The intensity of fighting was lower than on Sunday, when Iraqi forces announced the start of the assault on the Old City, a Reuters visuals team reported from near the frontlines.
The historic district, and a tiny area to its north, are the only parts of the city still under the militants’ control. Mosul used to be the Iraqi capital of the group, also known as ISIS.
The International Committee of the Red Cross (ICRC) expressed alarm on Monday at the situation of the civilians in the Old City, estimated at more than 100,000 by the United Nations.
“We’re seeing dozens of new patients a day, including children and the elderly,” said Julia Schuerch, an ICRC emergency specialist in Mosul.
“For a heart-breakingly high number, it was simply too late; they died soon after reaching us,” she said in a statement from the organization calling for the evacuation of the wounded. “This is the final chapter” of the offensive to take Mosul, said Lieutenant General Abdul Ghani al-Assadi, senior commander
in Mosul of Counter Terrorism Service.
The militants are moving house to house through holes knocked in inner walls to avoid air surveillance, said Major-General Sami al-Arithi of the Counter Terrorism Service, the elite units spearheading the fighting north of the Old City.
The Iraqi army estimates the number of Islamic State fighters at no more than 300, down from nearly 6,000 in the city when the battle of Mosul started on Oct. 17.
The civilians trapped in the Old City, a densely-populated maze of narrow alleyways, have little food, water or medical supplies.
“An estimated 50,000 children are in grave danger as the
fighting in Mosul enters what is likely to be its deadliest
phase yet,” Save the Children said in a statement.
“CALIPHATE” NEARS END
A U.S.-led international coalition is providing air and ground support.
The fall of Mosul would, in effect, mark the end of the Iraqi half of the “caliphate” that Islamic State leader Abu Bakr al-Baghdadi declared three years ago and which once covered swathes of Iraq and Syria.
The Iraqi government initially hoped to take Mosul by the end of 2016, but the campaign took longer as militants reinforced positions in civilian areas to fight back.
Islamic State is using suicide car and motorbike bombs, booby traps and sniper and mortar fire against the troops.
Hundreds of civilians fleeing the Old City have been killed in the past three weeks, as Iraqi forces could not fully secure exit corridors.
Islamic State snipers are shooting at families trying to flee on foot or by boat across the Tigris River, as part of a tactic to keep civilians as human shields, according to the United Nations.
The militants are also retreating in Syria, mainly in the face of a U.S.-backed Kurdish-led coalition.

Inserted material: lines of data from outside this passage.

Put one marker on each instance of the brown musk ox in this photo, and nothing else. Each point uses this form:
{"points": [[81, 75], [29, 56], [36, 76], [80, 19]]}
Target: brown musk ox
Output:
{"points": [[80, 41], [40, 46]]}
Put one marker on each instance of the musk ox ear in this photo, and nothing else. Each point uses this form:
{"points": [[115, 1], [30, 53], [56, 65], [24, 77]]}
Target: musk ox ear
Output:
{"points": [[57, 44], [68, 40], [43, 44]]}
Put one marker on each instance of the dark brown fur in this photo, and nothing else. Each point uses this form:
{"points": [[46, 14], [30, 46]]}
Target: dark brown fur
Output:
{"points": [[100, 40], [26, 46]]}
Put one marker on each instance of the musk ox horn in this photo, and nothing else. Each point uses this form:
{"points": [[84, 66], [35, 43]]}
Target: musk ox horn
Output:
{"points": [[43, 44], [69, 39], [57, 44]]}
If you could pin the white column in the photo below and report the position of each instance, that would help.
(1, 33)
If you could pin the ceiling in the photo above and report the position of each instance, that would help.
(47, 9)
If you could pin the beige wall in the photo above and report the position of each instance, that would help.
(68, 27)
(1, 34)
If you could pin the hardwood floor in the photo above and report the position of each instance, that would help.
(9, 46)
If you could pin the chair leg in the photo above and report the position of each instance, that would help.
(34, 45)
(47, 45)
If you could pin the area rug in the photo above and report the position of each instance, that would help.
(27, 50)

Its capital there, Raqqa, is under siege.
About 850,000 people, more than a third of the pre-war population of the northern Iraqi city, have fled, seeking refuge with relatives or in camps, according to aid groups.
Iraq’s Prime Minister Haider al-Abadi headed on Monday to Saudi Arabia, the first leg of a Middle East tour that will also include Iran and Kuwait, in a diplomatic effort to foster regional reconciliation and coordination against terrorism, his office said.